What does calculating report visuals involve?

Here is the report developed for our use case : A report made of one title, 2 filters, 3 cards, 3 graphs and 1 table, that makes 10 visuals in total.

While some measures used in this report could be optimized, for demonstration purpose, large calculation will help us understand the capacity behavior.

Each report is made of one or more visuals. Visuals interacting with data or measures generate one or more DAX instructions evaluated by the Power BI Engine for display.

Let’s focus on one single visual : Power BI sends DAX instructions to two engines, each with specific roles :

  • The first engine is the Formula Engine : it is capable of translating the DAX queries to be read by the second engine. This engine is the brain of Power BI, calculating complex queries, but executing it sequentially as it is mono-threaded.
  • The second engine is the Storage Engine : it’s role is to interact with data (stored locally in the semantic model, or located on the data source in Direct Query). This engine can only execute simple calculations, trying to return aggregated data to the Formula Engine. If the query sent is too complex, then Storage Engine calls the Formula Engine back with full data (a callback), with impacting performance. This second engine can parallelize queries as it is multi-threaded.

For each visual, the queries evaluation and it’s execution time can be intertwined depending on the measures. The query parallelism impacts the rendering time : one user can wait 2.5 seconds to have a feedback, but the Storage Engine can parallelize 8 queries, each taking 1 second.
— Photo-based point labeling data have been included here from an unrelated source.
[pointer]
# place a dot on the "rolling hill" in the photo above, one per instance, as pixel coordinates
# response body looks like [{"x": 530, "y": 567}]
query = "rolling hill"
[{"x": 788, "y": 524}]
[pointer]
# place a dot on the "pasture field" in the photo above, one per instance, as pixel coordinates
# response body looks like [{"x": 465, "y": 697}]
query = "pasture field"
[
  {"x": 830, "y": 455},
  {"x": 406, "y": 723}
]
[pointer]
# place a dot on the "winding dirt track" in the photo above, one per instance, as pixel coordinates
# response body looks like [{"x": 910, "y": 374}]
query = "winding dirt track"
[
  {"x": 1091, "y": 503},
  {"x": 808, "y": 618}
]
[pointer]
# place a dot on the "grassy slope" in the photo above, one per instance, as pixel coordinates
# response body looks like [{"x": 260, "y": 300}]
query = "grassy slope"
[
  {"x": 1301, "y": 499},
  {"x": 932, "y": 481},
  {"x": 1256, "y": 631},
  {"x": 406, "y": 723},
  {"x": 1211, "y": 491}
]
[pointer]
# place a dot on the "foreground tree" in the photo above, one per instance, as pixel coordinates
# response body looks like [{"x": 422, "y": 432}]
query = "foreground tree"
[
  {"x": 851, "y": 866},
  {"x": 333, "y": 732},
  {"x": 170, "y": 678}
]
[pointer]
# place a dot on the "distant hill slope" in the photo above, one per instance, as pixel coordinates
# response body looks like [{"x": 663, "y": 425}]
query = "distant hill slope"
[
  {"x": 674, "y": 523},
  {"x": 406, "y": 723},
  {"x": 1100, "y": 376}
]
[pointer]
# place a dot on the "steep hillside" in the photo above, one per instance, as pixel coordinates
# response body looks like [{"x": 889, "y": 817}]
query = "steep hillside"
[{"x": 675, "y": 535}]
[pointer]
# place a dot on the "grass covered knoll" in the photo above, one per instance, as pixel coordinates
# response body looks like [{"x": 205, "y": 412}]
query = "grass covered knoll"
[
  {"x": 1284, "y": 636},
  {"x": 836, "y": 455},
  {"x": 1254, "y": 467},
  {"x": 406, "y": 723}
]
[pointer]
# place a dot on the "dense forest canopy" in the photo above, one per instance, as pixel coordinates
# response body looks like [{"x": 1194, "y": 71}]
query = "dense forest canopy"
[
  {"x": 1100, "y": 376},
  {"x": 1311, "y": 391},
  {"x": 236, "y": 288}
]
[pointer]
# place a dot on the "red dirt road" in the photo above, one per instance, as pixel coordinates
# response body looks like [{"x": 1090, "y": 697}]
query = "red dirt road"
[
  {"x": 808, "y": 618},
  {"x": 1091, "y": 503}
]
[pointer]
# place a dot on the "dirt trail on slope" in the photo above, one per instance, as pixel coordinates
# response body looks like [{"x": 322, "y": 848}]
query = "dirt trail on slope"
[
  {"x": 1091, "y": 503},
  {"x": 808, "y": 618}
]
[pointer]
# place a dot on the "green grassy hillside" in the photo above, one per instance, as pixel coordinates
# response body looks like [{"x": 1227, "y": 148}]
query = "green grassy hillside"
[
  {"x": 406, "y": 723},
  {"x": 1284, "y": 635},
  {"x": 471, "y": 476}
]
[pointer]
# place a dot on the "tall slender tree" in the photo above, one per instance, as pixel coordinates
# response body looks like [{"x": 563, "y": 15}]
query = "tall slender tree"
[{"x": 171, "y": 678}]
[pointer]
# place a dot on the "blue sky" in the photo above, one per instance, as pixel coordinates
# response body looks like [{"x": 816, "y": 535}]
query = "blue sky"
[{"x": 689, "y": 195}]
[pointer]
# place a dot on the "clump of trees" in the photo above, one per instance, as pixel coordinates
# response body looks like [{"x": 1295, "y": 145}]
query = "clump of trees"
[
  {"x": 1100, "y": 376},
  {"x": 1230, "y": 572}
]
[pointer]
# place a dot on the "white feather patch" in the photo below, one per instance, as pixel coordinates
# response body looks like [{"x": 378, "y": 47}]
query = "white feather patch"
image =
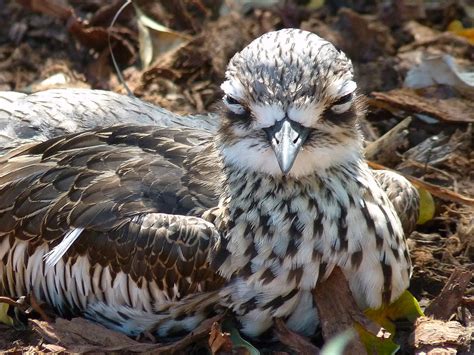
[{"x": 52, "y": 257}]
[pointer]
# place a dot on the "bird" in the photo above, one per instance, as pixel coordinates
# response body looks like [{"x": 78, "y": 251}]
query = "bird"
[{"x": 156, "y": 227}]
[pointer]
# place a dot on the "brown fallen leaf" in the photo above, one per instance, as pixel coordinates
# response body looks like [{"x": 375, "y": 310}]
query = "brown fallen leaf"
[
  {"x": 433, "y": 336},
  {"x": 451, "y": 296},
  {"x": 449, "y": 110},
  {"x": 296, "y": 342},
  {"x": 88, "y": 36},
  {"x": 435, "y": 190},
  {"x": 219, "y": 341},
  {"x": 79, "y": 335}
]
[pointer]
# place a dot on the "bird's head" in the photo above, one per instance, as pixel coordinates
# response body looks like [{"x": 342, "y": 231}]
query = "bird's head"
[{"x": 289, "y": 106}]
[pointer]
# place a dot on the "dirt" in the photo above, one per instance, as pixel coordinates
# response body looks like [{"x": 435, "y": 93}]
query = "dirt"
[{"x": 383, "y": 42}]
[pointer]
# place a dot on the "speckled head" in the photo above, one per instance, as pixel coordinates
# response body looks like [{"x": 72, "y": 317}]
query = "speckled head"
[{"x": 289, "y": 100}]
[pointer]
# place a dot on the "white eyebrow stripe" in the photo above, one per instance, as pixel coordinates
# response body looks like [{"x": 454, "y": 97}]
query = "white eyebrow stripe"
[{"x": 347, "y": 88}]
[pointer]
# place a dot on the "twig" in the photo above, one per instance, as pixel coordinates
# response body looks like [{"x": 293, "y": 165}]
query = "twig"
[
  {"x": 298, "y": 343},
  {"x": 451, "y": 296},
  {"x": 338, "y": 311},
  {"x": 36, "y": 307}
]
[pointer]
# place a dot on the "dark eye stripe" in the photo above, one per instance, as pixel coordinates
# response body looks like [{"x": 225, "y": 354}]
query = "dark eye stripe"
[
  {"x": 231, "y": 101},
  {"x": 344, "y": 99}
]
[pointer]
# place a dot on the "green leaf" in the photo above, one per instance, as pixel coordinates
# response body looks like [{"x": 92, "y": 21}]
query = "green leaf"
[
  {"x": 405, "y": 307},
  {"x": 376, "y": 345},
  {"x": 4, "y": 317},
  {"x": 237, "y": 340},
  {"x": 427, "y": 206}
]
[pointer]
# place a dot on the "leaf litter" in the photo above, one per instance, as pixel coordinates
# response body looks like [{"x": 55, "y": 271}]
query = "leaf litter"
[{"x": 412, "y": 60}]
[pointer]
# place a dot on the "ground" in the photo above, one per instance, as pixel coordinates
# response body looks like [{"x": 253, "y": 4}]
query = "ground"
[{"x": 398, "y": 49}]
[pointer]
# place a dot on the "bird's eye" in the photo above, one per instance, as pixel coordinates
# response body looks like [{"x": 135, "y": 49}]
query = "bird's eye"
[
  {"x": 342, "y": 104},
  {"x": 235, "y": 106}
]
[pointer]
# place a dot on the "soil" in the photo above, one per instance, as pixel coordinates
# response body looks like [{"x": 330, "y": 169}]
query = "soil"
[{"x": 64, "y": 42}]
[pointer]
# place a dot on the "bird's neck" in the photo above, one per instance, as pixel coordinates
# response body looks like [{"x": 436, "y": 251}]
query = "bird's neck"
[{"x": 260, "y": 214}]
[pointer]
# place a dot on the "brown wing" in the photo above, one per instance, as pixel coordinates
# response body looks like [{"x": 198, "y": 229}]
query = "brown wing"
[
  {"x": 403, "y": 195},
  {"x": 51, "y": 113},
  {"x": 120, "y": 188}
]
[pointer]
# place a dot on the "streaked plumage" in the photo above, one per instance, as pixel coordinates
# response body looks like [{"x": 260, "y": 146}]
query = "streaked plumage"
[{"x": 156, "y": 227}]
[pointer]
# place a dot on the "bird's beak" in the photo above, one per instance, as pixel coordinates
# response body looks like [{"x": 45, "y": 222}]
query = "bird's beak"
[{"x": 286, "y": 138}]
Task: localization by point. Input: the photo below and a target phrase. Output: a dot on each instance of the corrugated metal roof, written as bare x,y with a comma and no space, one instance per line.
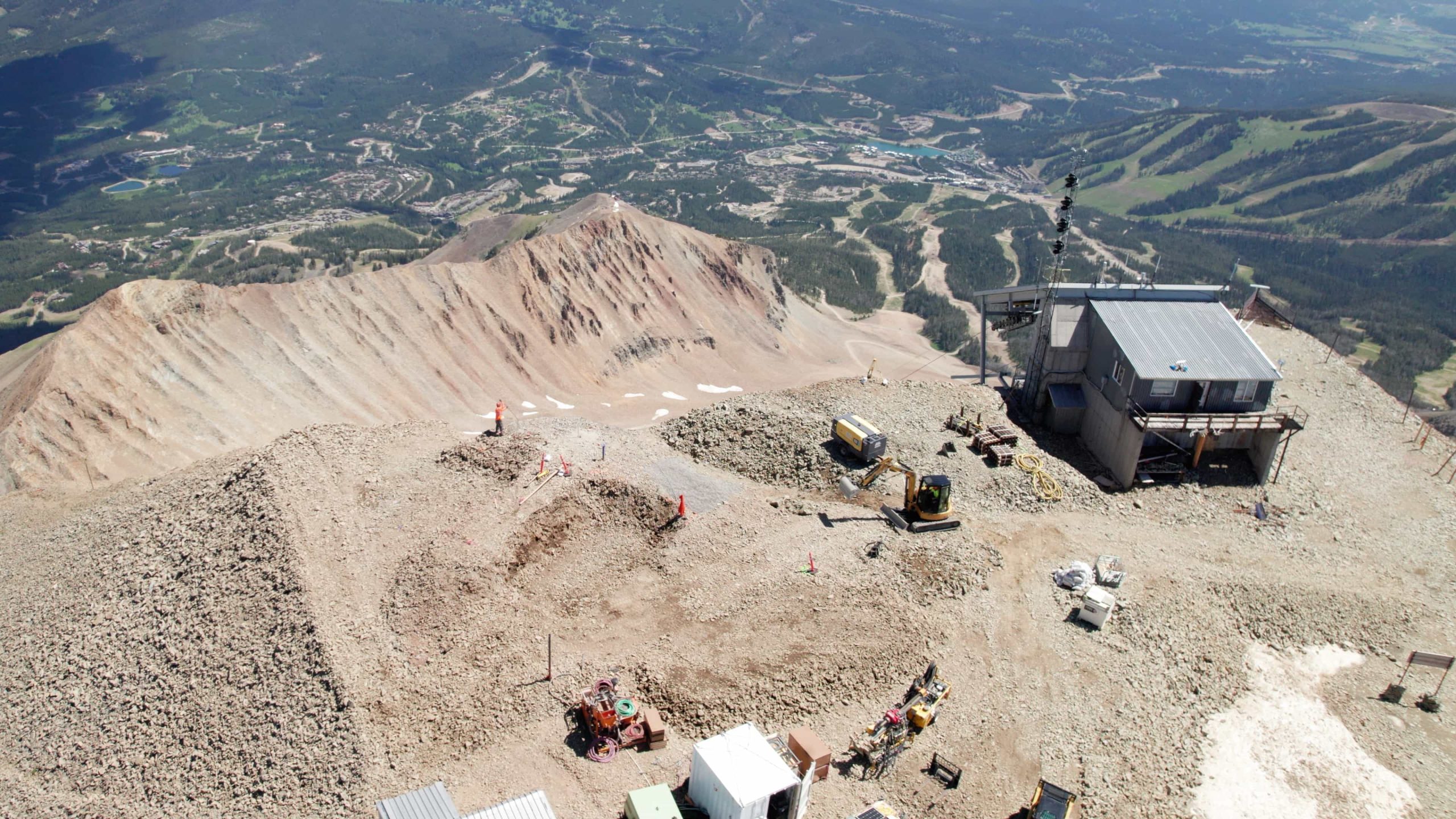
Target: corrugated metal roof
746,764
528,806
1155,336
432,802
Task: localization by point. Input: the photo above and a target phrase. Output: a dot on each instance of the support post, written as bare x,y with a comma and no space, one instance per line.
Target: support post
983,340
1197,448
1282,452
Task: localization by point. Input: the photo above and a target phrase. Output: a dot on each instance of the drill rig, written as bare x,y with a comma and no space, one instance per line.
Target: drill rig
896,730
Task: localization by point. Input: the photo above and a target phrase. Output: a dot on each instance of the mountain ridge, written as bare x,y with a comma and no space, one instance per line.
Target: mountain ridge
160,374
The critical aspect here is that in a Power BI capacity or a Power BI Desktop File, the engine working time is a sum of the calculations done, and some calculation can be parallelized : it’s cost can be 8 seconds to complete, but can be displayed in 2,5 seconds.

How to determine the calculation time and the duration of one request ?
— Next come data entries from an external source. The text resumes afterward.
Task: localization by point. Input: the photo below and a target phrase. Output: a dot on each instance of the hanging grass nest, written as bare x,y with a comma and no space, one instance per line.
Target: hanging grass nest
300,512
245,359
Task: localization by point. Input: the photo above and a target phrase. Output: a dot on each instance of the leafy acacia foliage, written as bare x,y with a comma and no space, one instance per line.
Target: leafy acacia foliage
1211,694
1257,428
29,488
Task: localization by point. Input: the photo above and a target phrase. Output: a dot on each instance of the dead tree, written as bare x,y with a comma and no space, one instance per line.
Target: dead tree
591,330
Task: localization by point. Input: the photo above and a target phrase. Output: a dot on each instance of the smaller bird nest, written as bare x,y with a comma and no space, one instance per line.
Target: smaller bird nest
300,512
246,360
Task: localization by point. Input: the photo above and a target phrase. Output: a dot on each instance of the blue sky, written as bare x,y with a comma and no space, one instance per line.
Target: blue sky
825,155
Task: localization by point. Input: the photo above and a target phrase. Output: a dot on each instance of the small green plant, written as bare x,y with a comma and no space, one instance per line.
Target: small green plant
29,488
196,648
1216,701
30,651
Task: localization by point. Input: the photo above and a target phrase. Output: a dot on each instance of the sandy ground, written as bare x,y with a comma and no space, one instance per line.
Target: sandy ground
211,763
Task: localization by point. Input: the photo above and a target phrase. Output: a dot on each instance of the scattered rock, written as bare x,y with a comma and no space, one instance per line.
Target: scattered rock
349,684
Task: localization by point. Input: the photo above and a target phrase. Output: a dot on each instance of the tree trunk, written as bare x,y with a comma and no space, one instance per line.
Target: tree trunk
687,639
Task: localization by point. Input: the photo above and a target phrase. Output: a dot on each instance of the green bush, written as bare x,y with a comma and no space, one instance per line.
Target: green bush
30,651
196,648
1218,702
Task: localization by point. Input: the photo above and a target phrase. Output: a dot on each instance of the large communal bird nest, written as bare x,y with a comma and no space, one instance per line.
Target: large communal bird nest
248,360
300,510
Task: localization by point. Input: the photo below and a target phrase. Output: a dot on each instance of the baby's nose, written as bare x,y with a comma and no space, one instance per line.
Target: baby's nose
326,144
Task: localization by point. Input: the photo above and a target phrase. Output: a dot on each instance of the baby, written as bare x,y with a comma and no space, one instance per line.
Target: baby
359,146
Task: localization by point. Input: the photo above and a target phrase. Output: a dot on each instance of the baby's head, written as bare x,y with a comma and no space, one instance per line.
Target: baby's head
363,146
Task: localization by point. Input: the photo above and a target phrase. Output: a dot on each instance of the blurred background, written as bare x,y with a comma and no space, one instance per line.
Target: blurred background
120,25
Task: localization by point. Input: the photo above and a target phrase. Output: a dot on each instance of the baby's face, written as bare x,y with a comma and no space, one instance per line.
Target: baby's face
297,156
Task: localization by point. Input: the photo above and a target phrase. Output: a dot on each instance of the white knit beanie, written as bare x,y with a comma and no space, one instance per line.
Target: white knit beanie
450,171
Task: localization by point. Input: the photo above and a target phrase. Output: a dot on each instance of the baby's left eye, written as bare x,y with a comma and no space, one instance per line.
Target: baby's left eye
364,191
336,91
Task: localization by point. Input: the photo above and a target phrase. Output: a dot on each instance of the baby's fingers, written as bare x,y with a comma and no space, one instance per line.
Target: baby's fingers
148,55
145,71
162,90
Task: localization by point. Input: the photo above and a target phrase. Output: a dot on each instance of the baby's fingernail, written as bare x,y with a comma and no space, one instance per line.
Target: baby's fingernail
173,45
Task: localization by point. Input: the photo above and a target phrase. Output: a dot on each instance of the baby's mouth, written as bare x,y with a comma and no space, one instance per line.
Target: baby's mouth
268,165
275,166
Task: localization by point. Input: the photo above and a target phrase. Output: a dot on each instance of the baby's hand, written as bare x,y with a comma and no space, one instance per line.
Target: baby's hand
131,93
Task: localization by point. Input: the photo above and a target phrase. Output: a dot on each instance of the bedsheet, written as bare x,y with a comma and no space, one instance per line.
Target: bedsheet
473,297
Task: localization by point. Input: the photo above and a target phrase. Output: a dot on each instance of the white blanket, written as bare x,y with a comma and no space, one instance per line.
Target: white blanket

In order to determine the calculation time of a visual, it is possible to use DAX Studio, and its query traces.

In our case, here is the collected content : we had 1 title, 2 filters, 3 cards, 3 diagrams and 1 table, 10 visuals. On these 10 visuals, only 7 generates DAX queries (title and slicers do not interact with data and measures). We have 7 DAX queries listed here :

We notice that the execution time varies from 3.1 to 17.1 seconds. Let’s take a query randomly from the list, and restart it : the query takes 1 837 milliseconds (ms) in total. In details, we have 38 ms of Formula Engine, and 1 799 ms of Storage Engine. But the storage generates 11 queries, and can be sent parallelly with a total calculation time of 11 063 ms of calculation. This demonstrates the difference between duration time and the actual calculation time (CPU Time) for this visual.

The real cost of a query in term of milliseconds is a sum of the Formula Engine and the Storage Engine time. We can also notice that there are queries in bold text, that indicates a callback, limiting performance.
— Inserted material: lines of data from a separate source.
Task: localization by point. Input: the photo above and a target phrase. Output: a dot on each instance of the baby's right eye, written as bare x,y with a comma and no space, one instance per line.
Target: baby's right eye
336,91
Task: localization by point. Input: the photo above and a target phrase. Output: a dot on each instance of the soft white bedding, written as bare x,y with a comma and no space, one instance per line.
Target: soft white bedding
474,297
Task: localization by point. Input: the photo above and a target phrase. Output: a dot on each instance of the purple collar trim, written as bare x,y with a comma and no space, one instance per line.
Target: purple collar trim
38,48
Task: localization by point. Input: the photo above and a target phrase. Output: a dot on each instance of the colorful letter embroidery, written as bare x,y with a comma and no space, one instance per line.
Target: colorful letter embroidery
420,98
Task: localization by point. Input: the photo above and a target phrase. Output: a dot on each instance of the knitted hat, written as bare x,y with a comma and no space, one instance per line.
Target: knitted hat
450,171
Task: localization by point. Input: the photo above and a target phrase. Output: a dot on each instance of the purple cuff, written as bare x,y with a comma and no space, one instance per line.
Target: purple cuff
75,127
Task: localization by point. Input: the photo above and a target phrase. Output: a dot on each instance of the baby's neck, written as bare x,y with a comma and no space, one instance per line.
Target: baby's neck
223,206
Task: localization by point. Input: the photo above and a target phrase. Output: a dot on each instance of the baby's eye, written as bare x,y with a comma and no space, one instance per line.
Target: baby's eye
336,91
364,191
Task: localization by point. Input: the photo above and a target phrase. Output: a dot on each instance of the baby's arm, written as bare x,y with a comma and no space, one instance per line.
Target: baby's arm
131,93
Is it possible to obtain the calculation time and duration of the queries of a report sent to powerbi.com ?

Once the report and it’s semantic model (formerly called dataset) is published to the capacity, it is possible to realize the same analysis of the execution times via Log Analytics. When deploying this service in Azure, it is possible to get the two KPIs presented above for a specific workspace. Displaying the report on a web page triggers 7 queries, their effective duration (DurationMs), and their real engine calculation time (CpuTimeMs). For instance, one query lasts 8 188 ms, consuming 25 891 ms of CPU Time on my powerbi.com capacity.

But what is the with connection with the capacity metrics app ?

Understanding that the time an analyst waits to display a report differs from its runtime on the Power BI engine helps in interpreting the KPIs displayed on the metrics app. Here, we’ve only focused on the report’s display time, not its data refresh. Report usage are considered as interactive operations, while semantic model refresh are considered as background operations. This article focuses only on interactive operations. Here’s what occurred on the capacity receiving these queries :

The table at the bottom displays at the semantic model level two indicators : CU (s) and Duration (s).

  • CU (s) translates the real cost of execution time in seconds called Capacity Units. It remains consistent from one capacity size to another : in other words, the SKU chosen has no impact of the CU consumed by a given query. What is important is the quantity of available resources for all queries, and with this the possibility to evaluate more queries at the same time. A bigger SKU will provide more CU at the same time. If we want to be more precise about this unit, the CPU time displayed in Log Analytics is 62.5 times the CU for each queries : CPU (ms) = 62.5 * CU (s).
  • Duration (s) is the total waited time to display the visual, summing the time spent waiting for the visuals of all reports connected to this semantic model to display.

In the top right corner, a diagram displays Background (blue bars) and Interactive (red bars) queries one on top of the other. In our case, we will find one bar per 30 seconds blocks : the quantity of consumed resources is evaluated per batches of 30 seconds to ease the analysis of the capacity. It is possible to zoom in on each blocks, called Timepoints by selecting one and chosing Explore.

On these Timepoints, we will find the 7 queries again with their rounded durations. Each line with a duration above zero represents a query generated by a visual observed either on DAX Studio or Log Analytics. The number of listed lines is related to the number of visuals displayed across reports accessed by all users in a capacity. This highlights the importance of using Fabric & Power BI capacities with optimized semantic models and clear governance methods.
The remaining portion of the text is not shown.